Q: Target doesn't respond or talk to bloggers. How is that possible?


Ellen:
If you have a great product, and people want to use it, you don't need marketing. You need to support your marketing efforts, because you will eventually need it.

Q: Why do people not understand that women make every decision and buy every product? Why hasn't this changed?

Lisa: While the data hasn't changed - women control 83% of household dollars - an increasing number of people have realized we do want the vote, we do drive, and we do go online. How do we evangelize past the stereotypes? The marketers don't believe what is going on because they don't do it themselves.

Maria:
I always ask men if they buy their own deoderant? I've only found one man who has said yes. To the younger marketers in the room: The person who is making the media buy or marketing decision is a young woman who is not necessarily married, she's in an entry-level position, and she's just looking at the numbers. It's all a CPM-type equation. It's up to the older women to educate the younger women about the value of the market in general. Not all CPMs are created equal. If I can work with a blog with an audience of 1,000 women and 700 of her readers are really engaged, that's very valuable. We need to educate people on the value of the eyeballs.

Q: Where's it going?


Maria:
The trend is toward video. Women are watching up to 15 videos in one session. What women want is a choice in how they consume their information.

Robin:
Print is growing obsolete. Finding specifics is very important. Magazines were an inefficient way to deliver it. If you're marketing to mothers, make sure you can make it searchable.

Lisa:
The only thing harder than being a mother is being a woman who hasn't had children. Let's talk about women who are childless or childless by choice, who is often stereotyped as the SATC single.

Robin:
I wasn't aware they are overlooked.

Lisa: There's a bias toward mothers, because they're perceived as much more easy to define, her spending habits have been more researched.

Ellen:
The SATC woman is the classic NYC stereotype. When I think of women with no kids, I think of gay couples (although some have kids) or a career woman. Both of these groups have a lot of disposable income, and both of those groups are ones that I want to reach.

Maria:
I think real estate companies go after the childless, disposable income female. Certain industries are catching on.

Q: How about marketing to women in business?
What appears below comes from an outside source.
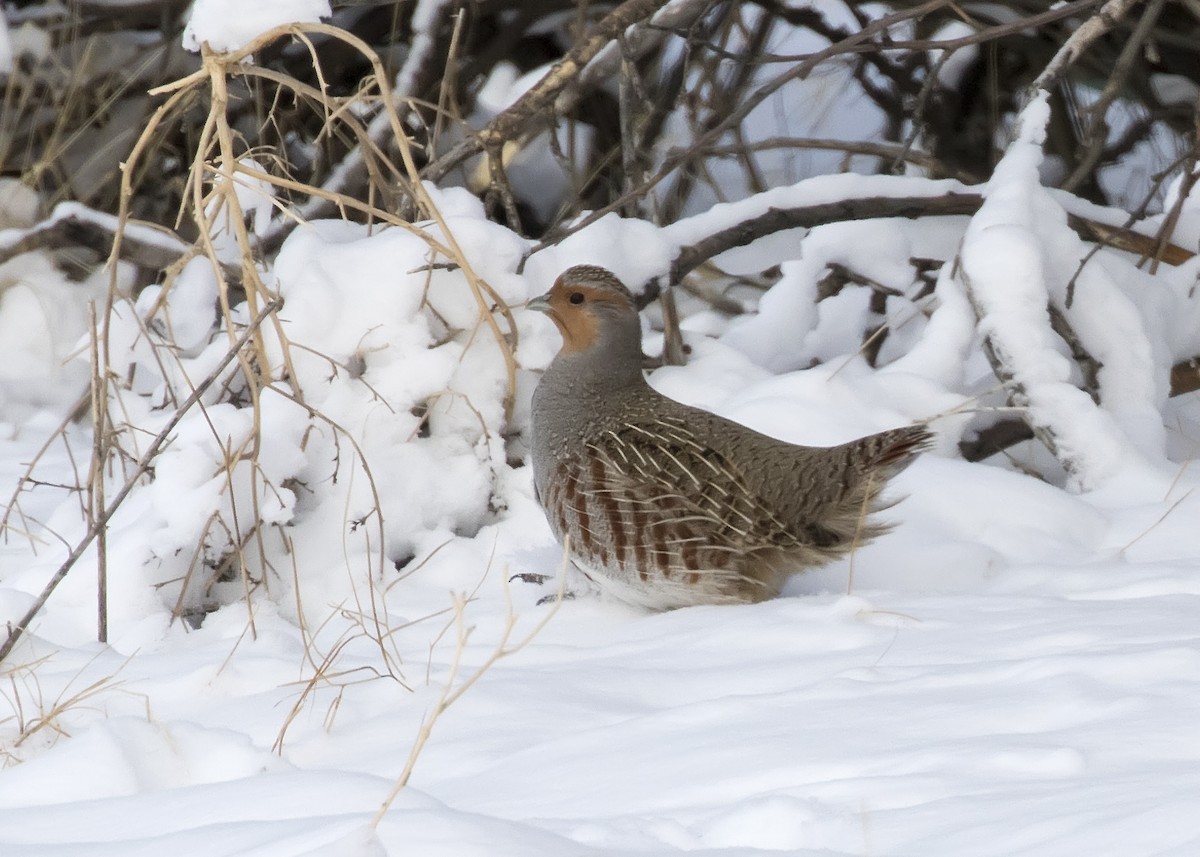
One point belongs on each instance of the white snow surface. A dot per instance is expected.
(231, 24)
(1014, 670)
B2B marketing -- there seems to be a default assumption when you market to business, you're marketing to guys.

Ellen:
The CMO or the marketing position seems to attract a lot of women. A B2B product isn't a gender market, it's all about evaluation tools.
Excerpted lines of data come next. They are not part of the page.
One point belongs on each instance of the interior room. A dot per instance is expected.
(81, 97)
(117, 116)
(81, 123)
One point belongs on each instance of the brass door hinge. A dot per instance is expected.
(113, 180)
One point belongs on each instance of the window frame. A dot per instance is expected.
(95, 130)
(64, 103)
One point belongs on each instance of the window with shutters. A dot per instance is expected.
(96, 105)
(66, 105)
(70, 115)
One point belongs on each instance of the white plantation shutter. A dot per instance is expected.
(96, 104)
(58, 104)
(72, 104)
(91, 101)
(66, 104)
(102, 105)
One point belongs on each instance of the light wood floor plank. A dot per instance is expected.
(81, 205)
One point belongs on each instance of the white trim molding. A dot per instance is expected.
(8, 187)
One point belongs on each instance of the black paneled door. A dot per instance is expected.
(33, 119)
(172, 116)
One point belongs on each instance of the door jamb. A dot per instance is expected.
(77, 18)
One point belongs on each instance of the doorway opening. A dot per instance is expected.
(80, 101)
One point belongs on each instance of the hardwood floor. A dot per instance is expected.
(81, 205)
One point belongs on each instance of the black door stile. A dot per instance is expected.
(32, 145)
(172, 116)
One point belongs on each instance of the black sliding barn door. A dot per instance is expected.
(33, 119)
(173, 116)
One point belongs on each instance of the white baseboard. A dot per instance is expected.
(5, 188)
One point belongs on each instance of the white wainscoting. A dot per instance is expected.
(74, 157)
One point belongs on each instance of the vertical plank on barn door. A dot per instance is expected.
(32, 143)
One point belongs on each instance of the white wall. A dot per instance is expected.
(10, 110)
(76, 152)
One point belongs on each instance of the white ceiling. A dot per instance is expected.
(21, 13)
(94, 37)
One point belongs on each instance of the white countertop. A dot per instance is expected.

Maria: I'm very passionate about this. Four out of five business started today are started by women. Women employ more people in the U.S. than the top Fortune 100 companies. Talk to people as a woman business owner. Only 2% of female businesses get to the $1 million mark.

Q: Our executive team is almost entirely men, despite the fact that our customer is a woman or a child. How do you break through?

Ellen: The average marriage in America lasts 6.3 years. There are a lot of single women out there. Success breeds success. People want to do something huge. A lot of online stuff got resonance because it started small. That's the great thing about online -- if it doesn't work, take it down tomorrow. People are rational, dollars follow success.

Robin:
It's tougher to convince people to put things on their calendars with something new when you start so big.

Q: Do you think the same women blogging trends exist outside the U.S.?

Maria: Internationally, we have women doing video blogs. Canadian women are huge online.

Ellen: The Web is growing faster outside the U.S. than in the U.S.

Lisa:
87% of traffic is from U.s. After that Canada, Australia and other English-speaking countries. We also get a lot of traffic from India and the Pacific Rim. Let's not ignore the Spanish language. Blogging is taking off in Latin and South America. We have an editor covering that. Texting was pioneered by Japanese schoolgirls and their mothers. Where true blogging is allowed, it's taking off. Where it's not (China), people are reaching out to people in the U.S. to do their blogging for them.